[Mortgage Minute] Week of Apr. 11, 2016

Central Bank Statements Help Rates

Statements by the heads of the International Monetary Fund (IMF), the European Central Bank (ECB), and the U.S. Fed shared the same sentiment, the global economy needs support. IMF Managing Director Lagarde described economic growth in Europe as “too slow, too fragile”. ECB President Draghi said the ECB will do whatever it takes to stimulate growth and raise inflation. Inflation in the Eurozone is now -0.1%. The target is 2.0%. The minutes from the U.S. Fed meeting on March 16th supported recent comments that the Fed will take a gradual approach to raising the federal funds rate. These dovish central banker comments were well received by the bond markets, including U.S. mortgage-backed securities, helping mortgage rates remain at historical lows.

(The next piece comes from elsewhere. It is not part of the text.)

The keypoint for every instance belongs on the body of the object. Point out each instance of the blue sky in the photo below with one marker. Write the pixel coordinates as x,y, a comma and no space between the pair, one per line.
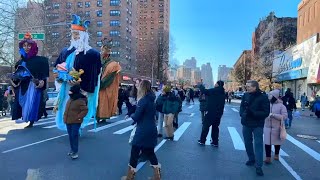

The JOLTS and ISM reports released last week shows that the U.S. economy is on far better footing than the overall global economy. The JOLTS report, which measures job openings and labor turnover rates, showed that job openings rose and voluntary quits increased. Both are signs of an improving labor market. The ISM Services index measures expansion or contraction in the services sector of the economy. Readings above 50 indicate expansion, and at 54.5, the March reading shows that the service sector expanded again at a better pace than the previous two months.





Week Ahead

Factors:  The Retail Sales report will be released on Wednesday. Consumer spending accounts for about 70% of economic output in the U.S., and the retail sales data is a key indicator. The consumer price index (CPI) will come out on Thursday. CPI is a widely followed monthly inflation report that looks at the price change for goods and services which are sold to consumers.